Scholarly Communication Librarian Darren Chase presented the poster Eyes Without a Face: Research, Annotation and Sharing in a Multimodal Literacy Frame at the FORCE11 FORCE 2016 Conference. FORCE11 is a community of scholars, librarians, archivists, publishers and research funders that work to facilitate the change toward improved knowledge creation and sharing.
Effective digital research and scholarship requires tools for annotating, sharing and referencing myriad objects and content on the web and within digital collections. The poster offers definitions of multimodal literacy, and the scholarly primitives, and spotlights selected resources that support digital scholarship.
Multimodal literacy explores the design of discourse deployed across various modalities (visual, aural, somatic) as well as their interaction and integration in constructing coherence.
The scholarly primitives are basic functions common to scholarly activity across disciplines, over time, and independent of theoretical orientation: discovering, annotating, comparing, referring, sampling, illustrating, and representing.
Hypothes.is leverages annotation to enable sentence-level critique or note-taking on top of digital content.

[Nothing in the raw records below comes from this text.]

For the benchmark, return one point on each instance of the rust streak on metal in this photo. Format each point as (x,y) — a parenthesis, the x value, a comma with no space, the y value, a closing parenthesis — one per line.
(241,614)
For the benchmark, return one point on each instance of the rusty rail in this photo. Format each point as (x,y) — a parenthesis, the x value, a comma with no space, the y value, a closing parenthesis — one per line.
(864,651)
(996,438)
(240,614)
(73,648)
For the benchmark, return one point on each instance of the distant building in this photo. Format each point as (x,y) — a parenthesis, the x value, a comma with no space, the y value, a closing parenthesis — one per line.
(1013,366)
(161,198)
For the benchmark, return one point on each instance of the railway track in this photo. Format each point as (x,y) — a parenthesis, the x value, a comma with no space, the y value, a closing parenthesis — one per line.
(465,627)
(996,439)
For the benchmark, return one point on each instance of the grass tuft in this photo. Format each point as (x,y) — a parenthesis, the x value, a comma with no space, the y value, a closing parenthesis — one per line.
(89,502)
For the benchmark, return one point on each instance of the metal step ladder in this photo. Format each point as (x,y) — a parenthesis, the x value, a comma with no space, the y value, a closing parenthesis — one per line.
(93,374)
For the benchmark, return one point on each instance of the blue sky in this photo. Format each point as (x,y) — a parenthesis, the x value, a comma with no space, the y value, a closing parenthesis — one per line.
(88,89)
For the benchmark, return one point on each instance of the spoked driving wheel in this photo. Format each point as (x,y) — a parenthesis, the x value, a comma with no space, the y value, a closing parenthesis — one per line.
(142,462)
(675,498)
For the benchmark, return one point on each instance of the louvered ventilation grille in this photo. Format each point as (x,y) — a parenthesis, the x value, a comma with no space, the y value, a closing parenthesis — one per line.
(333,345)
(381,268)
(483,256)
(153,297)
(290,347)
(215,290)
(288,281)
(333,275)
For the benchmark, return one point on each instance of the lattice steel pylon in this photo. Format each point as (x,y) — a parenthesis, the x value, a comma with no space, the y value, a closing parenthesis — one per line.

Soundcloud is a social sound platform where members discover, create, share and annotate sounds.
Vialogues provides a space for users to hold meaningful and dynamic time-stamped discussions about videos.
Blanke, T. & Hedges, M. (2013). Scholarly primitives: Building institutional infrastructure for humanities e-Science, Future Generation Computer Systems, 29(2). http://dx.doi.org/10.1016/j.future.2011.06.006.
O’Halloran, K. L. & Lim, F. V. (2011). Dimensioner af Multimodal Literacy. Viden om Læsning. Number 10, September 2011, pp. 14-21. Nationalt Videncenter for Laesning: Denmark.